There is an ebb and flow to the seasons of the real estate market which are often predictable and important to understand so that sellers can make the most informed and strategic decisions.
In years past, January and February were traditionally slower, quieter months. Buyers were huddled in their homes, reluctant to drive through snow drifts and look at homes to buy. Warmer winters and the ability for buyers to look at property online mean that the spring market usually begins sometime in the middle toward the end of the first month of the year.
Traditionally, the majority of all real estate sales occur during the months of March, April, May and June. Weather conditions are ideal, there are no major holidays that consume entire weekends and, as a result, buyer and seller is at its peak. Sellers are marketing to the greatest number of buyers and buyers have the greatest number of homes to choose from.
The market does downshift a bit in the month of July. The school year has a lot to do with it. The year has ended and families are spending more time outdoors or vacationing. The Fourth of July is always a big weekend. And, many buyers realize that, if they haven’t written an offer on a house by the middle of July, they may have missed their opportunity to get their kids enrolled in a new school district by the beginning of September.
Like July, the month of August is usually a bit quieter. Neither month is slow- it’s just a matter of everything playing out at a more leisurely pace. However, almost everybody’s focus is on enjoying the last remaining months of summer.
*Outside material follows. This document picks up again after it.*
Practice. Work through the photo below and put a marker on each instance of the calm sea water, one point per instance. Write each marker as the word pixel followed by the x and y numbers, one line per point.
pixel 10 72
September and October are always great months. After the spring market, it’s the second busiest time of the year for real estate sales. Summer has concluded and everybody knows that, if they want to buy or sell before the end of the year, they really have until the first week of November to enter into a contract.
Finally, the months of November and December. For obvious reasons, these are the two slowest months of the real estate sales cycle. Almost everybody is focused on turkey and mistletoe; real estate is a distant thought- something that can be put off until after the first of the year.
Other than the last two months of the year, when sale prices drop a bit, there is really no discernible difference in valuation from the middle of January through the beginning of October. Unless there’s a serious reason, we traditionally advise our sellers to wait to list their homes for sale until after the holidays have passed.